The obvious way: The inventory is simply a list (or array) of all the things the player is carrying. If they have picked up 10 apples it’s 10 entries long. It’s easy to program get/drop/eat. However if you want a passage that lists the inventory it has to do some work to count how many of the entries are apples (or whatever) - probably using a Map of name to count.

The other disadvantage is that if the player has 1,000 apples the list is 1,000 entries. That’s may be a problem as the save game will be larger, and you may run up against browser local storage restrictions (Chrome tends to be the worst in this regard).

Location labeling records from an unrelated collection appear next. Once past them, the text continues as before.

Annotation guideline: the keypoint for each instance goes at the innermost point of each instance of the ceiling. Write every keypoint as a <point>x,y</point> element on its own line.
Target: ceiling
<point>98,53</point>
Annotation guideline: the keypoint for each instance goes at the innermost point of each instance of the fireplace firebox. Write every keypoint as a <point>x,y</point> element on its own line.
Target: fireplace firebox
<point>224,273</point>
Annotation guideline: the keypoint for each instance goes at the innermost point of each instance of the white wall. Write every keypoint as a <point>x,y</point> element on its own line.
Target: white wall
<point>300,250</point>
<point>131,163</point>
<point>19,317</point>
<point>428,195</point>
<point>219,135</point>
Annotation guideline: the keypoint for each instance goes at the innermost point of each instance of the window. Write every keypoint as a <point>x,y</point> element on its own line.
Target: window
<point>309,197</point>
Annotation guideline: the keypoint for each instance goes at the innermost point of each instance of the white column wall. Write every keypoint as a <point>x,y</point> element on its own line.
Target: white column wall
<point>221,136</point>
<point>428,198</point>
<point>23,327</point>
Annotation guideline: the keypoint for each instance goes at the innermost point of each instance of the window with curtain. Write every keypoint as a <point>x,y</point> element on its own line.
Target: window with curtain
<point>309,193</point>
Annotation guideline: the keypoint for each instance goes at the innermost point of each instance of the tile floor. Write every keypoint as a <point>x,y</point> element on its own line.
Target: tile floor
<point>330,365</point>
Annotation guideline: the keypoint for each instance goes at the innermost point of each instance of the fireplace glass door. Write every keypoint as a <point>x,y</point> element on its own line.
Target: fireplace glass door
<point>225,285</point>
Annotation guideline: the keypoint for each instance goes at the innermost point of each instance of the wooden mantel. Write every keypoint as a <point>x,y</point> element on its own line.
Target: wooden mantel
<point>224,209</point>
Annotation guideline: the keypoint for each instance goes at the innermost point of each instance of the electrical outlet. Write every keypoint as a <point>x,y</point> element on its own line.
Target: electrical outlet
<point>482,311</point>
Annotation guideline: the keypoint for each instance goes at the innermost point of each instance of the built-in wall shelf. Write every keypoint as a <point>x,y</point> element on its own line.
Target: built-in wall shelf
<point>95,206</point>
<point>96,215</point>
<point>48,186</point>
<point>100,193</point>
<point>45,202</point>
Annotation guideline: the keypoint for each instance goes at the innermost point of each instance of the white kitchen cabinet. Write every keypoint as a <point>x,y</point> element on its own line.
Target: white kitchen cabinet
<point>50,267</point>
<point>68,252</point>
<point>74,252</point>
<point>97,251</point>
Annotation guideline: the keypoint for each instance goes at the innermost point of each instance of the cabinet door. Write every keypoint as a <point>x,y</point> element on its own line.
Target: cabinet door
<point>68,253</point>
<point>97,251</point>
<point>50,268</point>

The other way: Instead of a list of items, you have a list of objects that have a count and an item. A player carrying 10 apples has a single entry in the list and that entry has a count of 10 and the item is the apple object. When the player picks up an apple you have to first check if they are carrying any apples. If they are you just increment the count, if not you have to add another entry to the list with a count of one. When they drop/eat one then you have to check if the count is > 1. If it is you decrement the count, but if it is one you have to remove the entry (or be really careful about entries with a count of zero). It does make the inventory passage easier though.

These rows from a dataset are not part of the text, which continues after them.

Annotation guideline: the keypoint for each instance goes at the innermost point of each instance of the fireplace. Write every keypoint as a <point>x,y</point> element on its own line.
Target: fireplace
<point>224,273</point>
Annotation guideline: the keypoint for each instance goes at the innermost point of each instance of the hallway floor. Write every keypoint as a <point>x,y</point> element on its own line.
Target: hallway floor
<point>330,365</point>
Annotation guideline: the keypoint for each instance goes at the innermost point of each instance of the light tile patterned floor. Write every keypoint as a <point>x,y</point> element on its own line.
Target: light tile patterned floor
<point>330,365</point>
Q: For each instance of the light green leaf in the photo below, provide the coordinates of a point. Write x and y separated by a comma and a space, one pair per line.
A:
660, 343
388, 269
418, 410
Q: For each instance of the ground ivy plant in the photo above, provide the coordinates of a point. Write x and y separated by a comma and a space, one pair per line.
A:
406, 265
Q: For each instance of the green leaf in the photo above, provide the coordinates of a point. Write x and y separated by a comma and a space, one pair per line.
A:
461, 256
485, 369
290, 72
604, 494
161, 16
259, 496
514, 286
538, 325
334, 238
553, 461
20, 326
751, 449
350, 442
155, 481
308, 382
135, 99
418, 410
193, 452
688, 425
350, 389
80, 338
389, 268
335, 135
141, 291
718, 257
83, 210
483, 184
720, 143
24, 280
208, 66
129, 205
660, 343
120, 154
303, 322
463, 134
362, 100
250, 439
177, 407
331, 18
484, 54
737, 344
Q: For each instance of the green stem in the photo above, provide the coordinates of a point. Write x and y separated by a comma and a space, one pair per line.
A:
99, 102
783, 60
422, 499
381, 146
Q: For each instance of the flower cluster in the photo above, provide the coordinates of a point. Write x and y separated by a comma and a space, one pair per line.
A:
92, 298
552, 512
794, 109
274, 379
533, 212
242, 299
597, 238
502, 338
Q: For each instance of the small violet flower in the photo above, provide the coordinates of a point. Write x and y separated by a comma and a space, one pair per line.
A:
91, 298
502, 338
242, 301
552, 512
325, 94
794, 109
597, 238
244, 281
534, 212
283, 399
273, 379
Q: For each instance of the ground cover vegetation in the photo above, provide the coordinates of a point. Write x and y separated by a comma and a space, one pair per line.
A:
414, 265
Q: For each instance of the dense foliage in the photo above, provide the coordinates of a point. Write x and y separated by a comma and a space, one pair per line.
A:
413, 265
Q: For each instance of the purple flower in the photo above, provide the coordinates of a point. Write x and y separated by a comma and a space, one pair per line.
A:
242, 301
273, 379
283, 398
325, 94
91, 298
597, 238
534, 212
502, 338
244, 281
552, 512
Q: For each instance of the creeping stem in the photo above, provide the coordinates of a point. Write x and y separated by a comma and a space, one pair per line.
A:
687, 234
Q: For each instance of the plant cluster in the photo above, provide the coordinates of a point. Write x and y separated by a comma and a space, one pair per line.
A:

In this second approach you have to be careful if your game has say one “poisoned apple”, and the player doesn’t know it’s different from the other apples. You don’t want the inventory passage to read “10 apples, 1 poisoned apple”, rather “11 apples”.

Copy-on-write (COW) is a general programming technique. In your digestion system, the original un-digested items can just be the original objects - nothing has happened to them yet. Once you start disgesting them and changing their values you need to create a copy so as not to alter all the apples - this would be an example of copy on write. The alternative is to create copies (clones) as soon as you eat them.

Variable scope is a bit odd in Twine. There’s the global State object which carries with it all the “global” and “local” variables in the story and which passages have been visited. But is also carries the history (for when you use the back button), so it also has older copies of those variables too (sometimes called the skein in other IF systems). Then there’s the browser’s Window object which is global to the whole game and isn’t rewound by going back, or persisted in a saved game. The other big difference between the two is that the State is largely updated during the evaluation phase before the passage is rendered to the user, while Window is “live” and affected immediately.

If/when you start messing with JavaScript you’ll often see the game set-up adding functions and other things to Window rather than State as loading a saved game will silently remove any functions added to State due to the way save games work.

I like Twine, but it’s unfortunate that once you try and go beyond simple to more complex stuff there’s suddenly much more to learn and understand.

Yo! Just wanted to let you know that I’m taking a quick little break from this, but I’ll get back to it soon and respond to your message :slight_smile: sorry to keep you waiting!